Die dreijährige Tochter des Pfarr-Ehepaars konnte plötzlich nicht mehr laufen, dann ließ ihre Sehkraft nach. »Bei uns«, so klagte die kleine Julia, »ist immer Nebel im Haus.«
Julias Vater, der evangelische Pfarrer Hans-Thomas Buchner, 38, ist einer von Hunderten von Geistlichen überall in der Republik, die zu Opfern der Chemieindustrie wurden: Statt Weihrauch und Kerzenduft umwabern die Kleriker und ihre Angehörigen in ehrwürdigen Kirchen und alten Pfarrhäusern Pentachlorphenol (PCP), Lindan und Pyrethroide.
Mehr noch als Forsthäuser (SPIEGEL 46/1994), Schulen oder Kindergärten wurden Gotteshäuser in den siebziger und achtziger Jahren mit gefährlichen Giften behandelt. Um die oft jahrhundertealten Balken und Möbel vor dem Holzwurm zu retten, verstrichen Arbeiter in den geistlichen Gemäuern Holzschutzmittel kübelweise.
Das dreistöckige Jugendstilhaus, in das Buchner 1985 zog, war vorher gründlich renoviert worden. Sechs Jahre später maß der TÜV im Schlaf- und Kinderzimmer sowie im Gemeindesaal so hohe Giftkonzentrationen, daß die Kirchenverwaltung das Gebäude umgehend sperrte. Buchners mußten alles zurücklassen, sogar seine alte Bibel darf der Pfarrer nicht mehr benutzen.

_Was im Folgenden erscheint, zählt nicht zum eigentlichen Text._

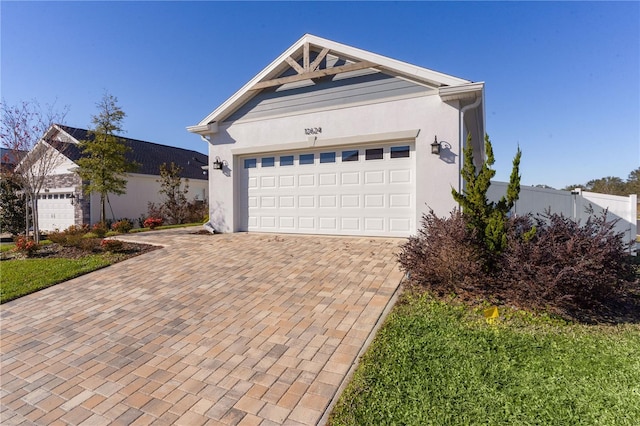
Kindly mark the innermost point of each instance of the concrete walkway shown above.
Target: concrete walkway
(248, 329)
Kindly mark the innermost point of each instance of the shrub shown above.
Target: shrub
(565, 264)
(152, 222)
(111, 245)
(70, 237)
(100, 229)
(26, 246)
(443, 255)
(122, 226)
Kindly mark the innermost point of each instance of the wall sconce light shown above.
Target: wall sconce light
(217, 164)
(435, 146)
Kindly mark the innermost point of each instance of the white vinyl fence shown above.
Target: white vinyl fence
(574, 204)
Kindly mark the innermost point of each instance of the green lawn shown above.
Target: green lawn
(24, 276)
(435, 363)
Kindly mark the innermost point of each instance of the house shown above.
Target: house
(62, 202)
(331, 139)
(9, 158)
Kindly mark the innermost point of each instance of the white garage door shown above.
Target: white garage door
(55, 211)
(366, 190)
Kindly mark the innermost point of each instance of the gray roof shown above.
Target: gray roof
(148, 155)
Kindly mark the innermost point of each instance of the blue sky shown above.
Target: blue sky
(562, 79)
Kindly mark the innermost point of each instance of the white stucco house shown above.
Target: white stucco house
(62, 202)
(331, 139)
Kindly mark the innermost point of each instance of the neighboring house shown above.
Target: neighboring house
(62, 201)
(331, 139)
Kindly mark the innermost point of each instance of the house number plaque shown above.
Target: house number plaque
(312, 130)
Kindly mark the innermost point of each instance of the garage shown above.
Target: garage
(55, 211)
(345, 190)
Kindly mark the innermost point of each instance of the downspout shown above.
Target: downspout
(464, 109)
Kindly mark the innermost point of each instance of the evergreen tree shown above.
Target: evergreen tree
(104, 164)
(12, 206)
(488, 219)
(175, 205)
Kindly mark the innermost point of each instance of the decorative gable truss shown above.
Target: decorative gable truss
(310, 70)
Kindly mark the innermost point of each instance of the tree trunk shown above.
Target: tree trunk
(36, 223)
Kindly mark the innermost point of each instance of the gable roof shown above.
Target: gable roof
(359, 59)
(9, 158)
(148, 155)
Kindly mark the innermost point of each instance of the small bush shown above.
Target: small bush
(89, 244)
(111, 245)
(25, 246)
(70, 237)
(100, 229)
(551, 262)
(443, 255)
(566, 264)
(122, 226)
(152, 222)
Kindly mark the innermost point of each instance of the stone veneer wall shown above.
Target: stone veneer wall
(82, 204)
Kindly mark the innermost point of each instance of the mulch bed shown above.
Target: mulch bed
(53, 251)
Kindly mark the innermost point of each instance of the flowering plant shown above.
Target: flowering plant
(100, 229)
(152, 222)
(111, 245)
(26, 246)
(123, 226)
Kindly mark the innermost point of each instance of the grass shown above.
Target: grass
(22, 277)
(436, 363)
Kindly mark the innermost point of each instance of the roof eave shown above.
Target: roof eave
(461, 91)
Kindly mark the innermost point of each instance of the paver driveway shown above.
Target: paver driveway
(213, 329)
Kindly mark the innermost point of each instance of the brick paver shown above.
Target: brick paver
(212, 329)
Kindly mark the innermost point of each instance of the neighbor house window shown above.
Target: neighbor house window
(351, 155)
(306, 158)
(286, 160)
(373, 154)
(327, 157)
(399, 151)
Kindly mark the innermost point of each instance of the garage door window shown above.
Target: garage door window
(327, 157)
(400, 151)
(373, 154)
(351, 155)
(286, 160)
(306, 158)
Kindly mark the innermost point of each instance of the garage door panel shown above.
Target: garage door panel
(399, 200)
(374, 177)
(268, 182)
(286, 201)
(306, 223)
(358, 197)
(399, 224)
(268, 202)
(306, 180)
(287, 181)
(307, 201)
(327, 201)
(327, 179)
(400, 176)
(350, 178)
(374, 200)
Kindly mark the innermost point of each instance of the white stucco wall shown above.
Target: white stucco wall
(435, 175)
(141, 190)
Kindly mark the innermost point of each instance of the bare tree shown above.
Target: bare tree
(23, 130)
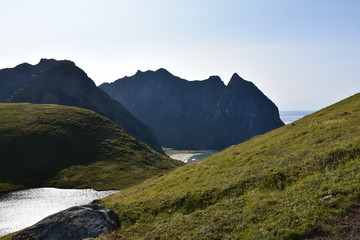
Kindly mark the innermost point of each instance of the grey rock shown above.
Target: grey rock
(196, 114)
(62, 82)
(75, 223)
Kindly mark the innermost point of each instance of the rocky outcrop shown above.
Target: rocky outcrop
(196, 114)
(62, 82)
(75, 223)
(21, 76)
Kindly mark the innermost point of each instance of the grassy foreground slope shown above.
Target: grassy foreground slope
(60, 146)
(291, 183)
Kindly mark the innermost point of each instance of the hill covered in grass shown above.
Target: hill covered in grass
(60, 146)
(294, 182)
(196, 114)
(62, 82)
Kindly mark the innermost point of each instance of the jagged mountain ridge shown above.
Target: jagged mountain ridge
(196, 114)
(62, 82)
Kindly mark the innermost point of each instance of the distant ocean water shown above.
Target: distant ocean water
(291, 116)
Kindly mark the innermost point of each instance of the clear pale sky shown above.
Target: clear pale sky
(303, 54)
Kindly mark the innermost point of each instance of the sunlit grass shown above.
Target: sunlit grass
(270, 187)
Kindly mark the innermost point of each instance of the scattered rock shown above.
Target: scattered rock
(326, 198)
(75, 223)
(344, 113)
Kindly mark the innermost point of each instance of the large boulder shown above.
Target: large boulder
(75, 223)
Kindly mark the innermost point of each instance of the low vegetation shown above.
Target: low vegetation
(294, 182)
(68, 147)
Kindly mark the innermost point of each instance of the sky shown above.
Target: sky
(304, 55)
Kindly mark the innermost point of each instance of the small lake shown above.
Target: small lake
(21, 209)
(291, 116)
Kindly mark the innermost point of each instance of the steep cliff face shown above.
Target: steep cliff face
(65, 84)
(69, 147)
(196, 114)
(14, 79)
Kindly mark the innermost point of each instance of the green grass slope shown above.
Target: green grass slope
(270, 187)
(53, 145)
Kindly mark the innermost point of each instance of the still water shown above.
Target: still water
(24, 208)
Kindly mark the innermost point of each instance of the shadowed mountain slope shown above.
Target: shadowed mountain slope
(61, 146)
(66, 84)
(294, 182)
(196, 114)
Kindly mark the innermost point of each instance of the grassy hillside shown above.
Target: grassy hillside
(291, 183)
(53, 145)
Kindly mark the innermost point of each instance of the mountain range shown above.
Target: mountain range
(196, 114)
(62, 82)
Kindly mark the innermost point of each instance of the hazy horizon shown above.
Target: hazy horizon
(303, 55)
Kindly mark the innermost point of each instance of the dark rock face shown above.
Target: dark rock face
(196, 114)
(62, 82)
(75, 223)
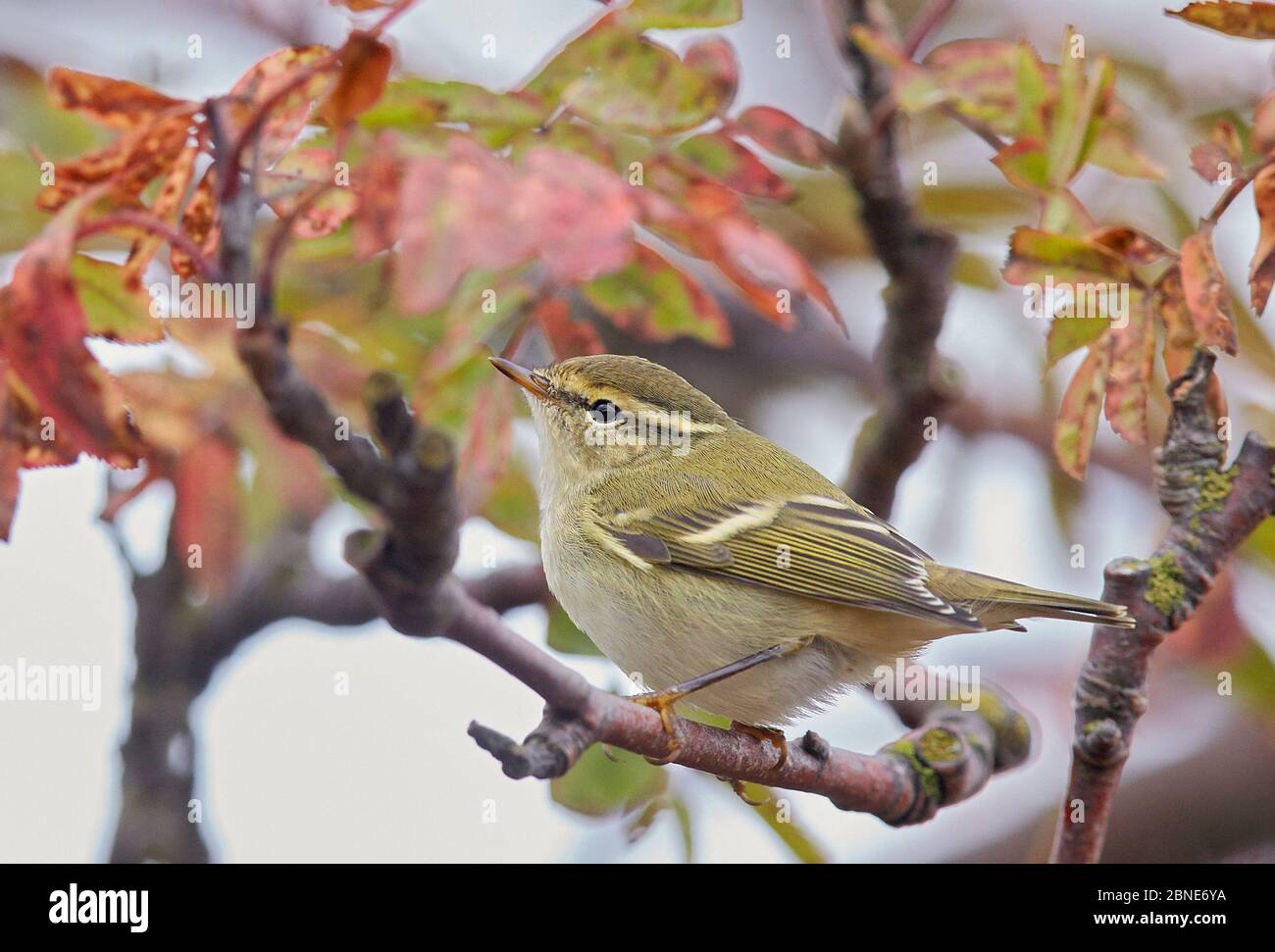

Wie viele Pastoren und Kirchenangestellte bundesweit betroffen sind, darüber gibt es bislang keine Statistik, bekannt werden nur Einzelfälle.
Rund um Nürnberg sind es allein sechs. Pfarrer Winfried Winter, 56, aus Langenzenn bei Nürnberg hätte fast seine Enkeltochter verloren. Als er mit seiner Frau Ilse im September 1988 in das frisch renovierte, 500 Jahre alte ehemalige Klostergebäude zog, habe für die Winters, sagt der Pfarrer, eine »bleierne Zeit« begonnen.
Die Familienmitglieder wurden von Muskelkrämpfen geschüttelt und von Chlorakne geplagt, büschelweise fielen ihnen die Haare aus. Das Enkelkind, das häufig zu Besuch war, legte die Mutter nichtsahnend in den am schlimmsten verseuchten Raum - der Kehlkopf des Babys schwoll zu. Fast wäre das Kind erstickt.
Die Ärzte rieten: Nichts wie weg. Einen Winter lang schlief der Pfarrer im Wohnwagen, dann fand die Kirche ein neues Haus für die Familie.
Der Chemierausch der siebziger Jahre wurde auch der Restauratorin Gisela Schreyögg zum Verhängnis. 30 Jahre lang hat die Rheinländerin »an die hundert Kirchen« mit Holzschutzmitteln präpariert. »Alles, alles wurde damit gegen Holzwürmer gestrichen, die Beichtstühle, das Chorgestühl, die Orgeln«, sagt Schreyögg: »Xylamon wurde literweise draufgeklatscht. Wir haben sogar Altäre bepinselt, das mußte viel sein, damit es auch tief einzog.«
Als vor über 15 Jahren Lindan und PCP als gefährliche Gifte entlarvt wurden, reagierten die Kirchenleitungen nur halbherzig. Zwar wurden zahlreiche Kindergärten entseucht, nicht aber Dome, Kapellen, Gemeindeheime oder Pfarrhäuser.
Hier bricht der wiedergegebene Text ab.